L'industrie automobile allemande traverse une mutation historique et douloureuse. Selon les dernières projections du VDA — le puissant lobby des constructeurs allemands —, 225 000 emplois pourraient disparaître d'ici 2035 par rapport aux niveaux de 2019. Une onde de choc qui ne s'arrête pas aux frontières germaniques et qui mérite l'attention de tout acheteur suisse en pleine réflexion sur sa prochaine motorisation.
225 000 emplois menacés : des chiffres qui donnent le vertige
Le tableau dressé par le VDA est saisissant. 100 000 postes ont déjà été supprimés depuis 2019 dans le secteur automobile allemand. La prévision actuelle fait état de 35 000 suppressions supplémentaires par rapport aux estimations formulées l'année précédente, signe que la transition accélère plus vite que prévu — et que les ajustements industriels se font dans la douleur.
La cause principale ? La réglementation européenne CO₂, qui prévoit qu'à partir de 2035, seuls les véhicules 100 % électriques à batterie et les véhicules à pile à combustible pourront encore être commercialisés dans l'Union européenne. Une échéance qui contraint les constructeurs à réorienter massivement leurs chaînes de production, au détriment de nombreux métiers liés aux motorisations thermiques traditionnelles.

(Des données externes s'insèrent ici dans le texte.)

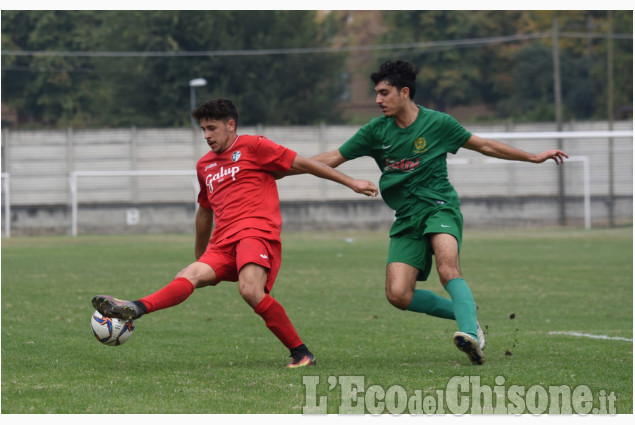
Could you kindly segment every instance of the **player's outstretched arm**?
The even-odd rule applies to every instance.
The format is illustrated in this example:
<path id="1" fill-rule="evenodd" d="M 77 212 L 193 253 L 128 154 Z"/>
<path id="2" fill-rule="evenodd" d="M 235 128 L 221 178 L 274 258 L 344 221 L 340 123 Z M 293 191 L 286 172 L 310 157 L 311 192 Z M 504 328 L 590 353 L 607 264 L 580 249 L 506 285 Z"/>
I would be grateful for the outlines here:
<path id="1" fill-rule="evenodd" d="M 332 168 L 337 168 L 347 161 L 347 159 L 342 156 L 339 149 L 315 155 L 311 157 L 311 159 L 317 162 L 321 162 L 322 164 L 326 164 Z"/>
<path id="2" fill-rule="evenodd" d="M 357 193 L 363 193 L 366 196 L 377 196 L 379 194 L 377 186 L 368 180 L 354 179 L 344 173 L 340 173 L 326 164 L 300 155 L 296 155 L 289 171 L 291 174 L 309 173 L 316 177 L 332 180 L 351 188 Z"/>
<path id="3" fill-rule="evenodd" d="M 556 164 L 562 164 L 564 163 L 565 158 L 569 158 L 569 155 L 558 149 L 551 149 L 533 154 L 496 140 L 484 139 L 474 134 L 470 137 L 470 140 L 463 145 L 463 147 L 494 158 L 508 159 L 511 161 L 533 162 L 536 164 L 545 162 L 548 159 L 553 159 Z"/>
<path id="4" fill-rule="evenodd" d="M 311 157 L 311 159 L 317 162 L 321 162 L 322 164 L 326 164 L 331 168 L 336 168 L 337 166 L 346 162 L 346 158 L 342 156 L 342 154 L 340 153 L 338 149 L 335 149 L 329 152 L 324 152 L 319 155 L 315 155 L 314 157 Z M 294 170 L 292 168 L 289 171 L 286 171 L 284 173 L 275 172 L 272 174 L 276 179 L 281 179 L 286 176 L 294 176 L 294 175 L 302 174 L 302 172 L 298 170 Z"/>

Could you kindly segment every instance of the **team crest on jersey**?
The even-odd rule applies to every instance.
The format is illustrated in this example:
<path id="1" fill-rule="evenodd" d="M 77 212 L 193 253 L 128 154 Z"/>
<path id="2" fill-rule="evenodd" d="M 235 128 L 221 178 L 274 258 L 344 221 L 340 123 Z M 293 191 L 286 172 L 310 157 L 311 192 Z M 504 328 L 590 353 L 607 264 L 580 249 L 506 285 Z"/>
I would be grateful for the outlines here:
<path id="1" fill-rule="evenodd" d="M 415 140 L 415 149 L 413 153 L 416 153 L 416 154 L 424 153 L 427 150 L 426 149 L 427 145 L 428 145 L 428 142 L 426 141 L 424 137 L 417 138 L 417 140 Z"/>
<path id="2" fill-rule="evenodd" d="M 236 162 L 240 159 L 240 151 L 236 151 L 232 154 L 232 161 Z"/>

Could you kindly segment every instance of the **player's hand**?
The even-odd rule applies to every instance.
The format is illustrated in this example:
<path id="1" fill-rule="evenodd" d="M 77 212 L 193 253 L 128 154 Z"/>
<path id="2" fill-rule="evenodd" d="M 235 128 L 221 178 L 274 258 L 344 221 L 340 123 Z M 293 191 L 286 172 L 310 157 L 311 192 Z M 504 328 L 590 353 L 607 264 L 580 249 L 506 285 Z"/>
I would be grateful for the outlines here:
<path id="1" fill-rule="evenodd" d="M 545 162 L 548 159 L 553 159 L 554 161 L 556 161 L 556 164 L 563 164 L 565 158 L 569 158 L 569 155 L 567 155 L 561 150 L 552 149 L 549 151 L 544 151 L 542 153 L 536 154 L 536 159 L 534 162 L 536 164 L 540 164 L 542 162 Z"/>
<path id="2" fill-rule="evenodd" d="M 371 196 L 373 198 L 379 194 L 377 186 L 368 180 L 353 180 L 351 189 L 357 193 L 363 193 L 364 195 Z"/>

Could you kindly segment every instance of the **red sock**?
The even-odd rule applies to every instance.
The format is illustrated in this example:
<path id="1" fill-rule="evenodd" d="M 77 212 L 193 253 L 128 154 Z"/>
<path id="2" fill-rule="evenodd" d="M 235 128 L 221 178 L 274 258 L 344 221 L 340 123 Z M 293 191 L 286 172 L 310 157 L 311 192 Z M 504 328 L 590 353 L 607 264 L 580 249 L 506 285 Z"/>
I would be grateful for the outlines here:
<path id="1" fill-rule="evenodd" d="M 148 308 L 146 313 L 172 307 L 185 301 L 194 292 L 194 285 L 188 279 L 179 277 L 159 289 L 154 294 L 139 301 Z"/>
<path id="2" fill-rule="evenodd" d="M 254 312 L 265 321 L 265 324 L 275 336 L 278 337 L 280 342 L 284 344 L 289 350 L 302 345 L 302 340 L 298 336 L 291 320 L 284 311 L 284 308 L 273 299 L 269 294 L 258 303 Z"/>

Le VDA plaide pour la "technologie ouverte" : hybrides et carburants renouvelables
Face à ce scénario, le VDA défend activement le concept de "Technologieoffenheit" — soit la "neutralité technologique" ou "technologie ouverte" — qui permettrait de maintenir en vie les motorisations hybrides rechargeables et les moteurs thermiques fonctionnant aux carburants renouvelables (e-fuels, biocarburants).
L'argument est économiquement solide : selon les projections du VDA, un scénario intégrant davantage de véhicules hybrides rechargeables et de moteurs thermiques alternatifs réduirait les suppressions d'emplois à 75 000 postes au lieu de 225 000 d'ici 2035. Soit 150 000 emplois préservés. Le gouvernement fédéral allemand a d'ailleurs adopté une position commune sur le paquet automobile européen allant dans ce sens, en intégrant les hybrides rechargeables et les carburants renouvelables dans l'équation.
Ce débat est loin d'être purement germanique : il façonnera directement l'offre disponible sur le marché suisse dans les prochaines années.
Suisse : ce que ça change pour votre prochain achat
La Suisse n'est pas membre de l'Union européenne, mais elle importe l'essentiel de ses véhicules neufs d'Allemagne et de la zone euro. La recomposition industrielle en cours a donc des répercussions très concrètes pour les acheteurs helvétiques.
Sur l'offre : si la tendance "technologie ouverte" s'impose à Bruxelles, les hybrides rechargeables resteront disponibles plus longtemps sur le marché, offrant une alternative intermédiaire intéressante pour les Suisses vivant en zones rurales ou sans installation de recharge à domicile.
Sur les prix : le franc fort constitue un avantage structurel pour les acheteurs suisses. Les véhicules importés de la zone euro restent compétitifs, et toute pression à la baisse sur les coûts de production allemands pourrait se traduire par des tarifs d'achat plus attractifs.
Sur les aides disponibles : plusieurs cantons proposent des incitations financières directes pour l'achat d'un véhicule électrique ou hybride rechargeable. Vaud et Genève offrent chacun 3 000 CHF de bonus cantonal, Berne 2 000 CHF. À cela s'ajoutent des exonérations ou réductions de l'impôt cantonal sur les véhicules dans de nombreuses régions.
Sur le TCO (coût total de possession) : combiner un bonus cantonal avec les économies de carburant et la fiscalité réduite permet selon les estimations de rentabiliser le surcoût à l'achat d'un véhicule électrique en 3 à 5 ans, selon le kilométrage annuel et le canton de résidence.
Sur l'infrastructure : la Suisse dispose d'un réseau de recharge dense dans les grandes agglomérations grâce à des opérateurs comme SwissCharge ou EVPASS, ce qui facilite concrètement le passage à l'électrique pour les urbains.
Ce que vous devriez faire maintenant
La mutation de l'industrie automobile allemande n'est pas une menace abstraite : elle redessine dès aujourd'hui la carte des modèles disponibles, leurs prix et leur technologie. Si vous envisagez de changer de véhicule dans les deux à trois prochaines années, c'est le bon moment pour comparer les motorisations disponibles — électrique pur, hybride rechargeable, hydrogène — en intégrant les aides cantonales auxquelles vous avez droit. L'objectif fédéral suisse de 50 % de nouveaux véhicules électriques d'ici 2030 renforce la dynamique : les incitations sont là, le réseau se densifie, et l'offre s'élargit. Ne laissez pas la recomposition industrielle décider à votre place.